Después de decir esas palabras, el auto se alejó velozmente, dejando a Esther envuelta en una nube de humo.
Ella se quedó parada un momento, antes de comenzar a descender lentamente por la montaña.
La noche anterior había perdido su teléfono y su cartera, por lo que en ese momento no solo estaba sin celular, sino que también sin un centavo.
Llevaba puestas unas sandalias planas, ya que por suerte rara vez usaba tacones, de lo contrario, el camino habría sido aún más penoso.
La carretera serpenteante parecía interminable, y Esther caminó durante mucho tiempo, tanto que, cuando finalmente llegó al pie de la montaña, ya era mediodía y el auto que había salido antes ya había regresado.
Domingo, mirando a través del cristal del vehículo, lanzó una mirada de sorpresa a la delgada figura de Esther, pero al recordar que su hermana Rebeca estaba gravemente herida, apartó la vista con frialdad.

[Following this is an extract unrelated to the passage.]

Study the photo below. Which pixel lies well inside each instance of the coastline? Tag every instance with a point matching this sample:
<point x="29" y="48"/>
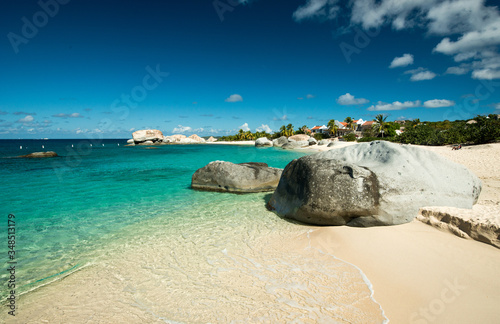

Esther sentía que sus piernas estaban entumecidas, pues había pasado toda la noche sin dormir y luego caminó toda la mañana por la carretera de aquella montaña. Al llegar abajo, tomó un taxi que la llevó a la casa de la familia Robles, la cual vivía en un viejo barrio en Ola de Plata, donde la seguridad era laxa y los vehículos entraban y salían sin control. El taxi se detuvo frente al edificio, y Esther subió a buscar dinero.
Al llegar, la puerta de la casa de la familia Robles estaba cerrada con llave, y Esther la abrió con la llave que llevaba colgada al cuello.
Dentro encontró su identificación, su registro familiar, su tarjeta bancaria y algunos cientos de dólares en efectivo.
No iba a quedarse más allí, pues ese lugar no era su hogar.
Antes de irse, echó un vistazo al lugar donde había crecido, que no le dejaba muchos recuerdos cálidos, sino heridas que le provocaban náuseas.
En el pequeño apartamento de menos de sesenta metros cuadrados, las paredes estaban cubiertas con pósters de Rebeca y al ver eso, Esther sonrió con amargura.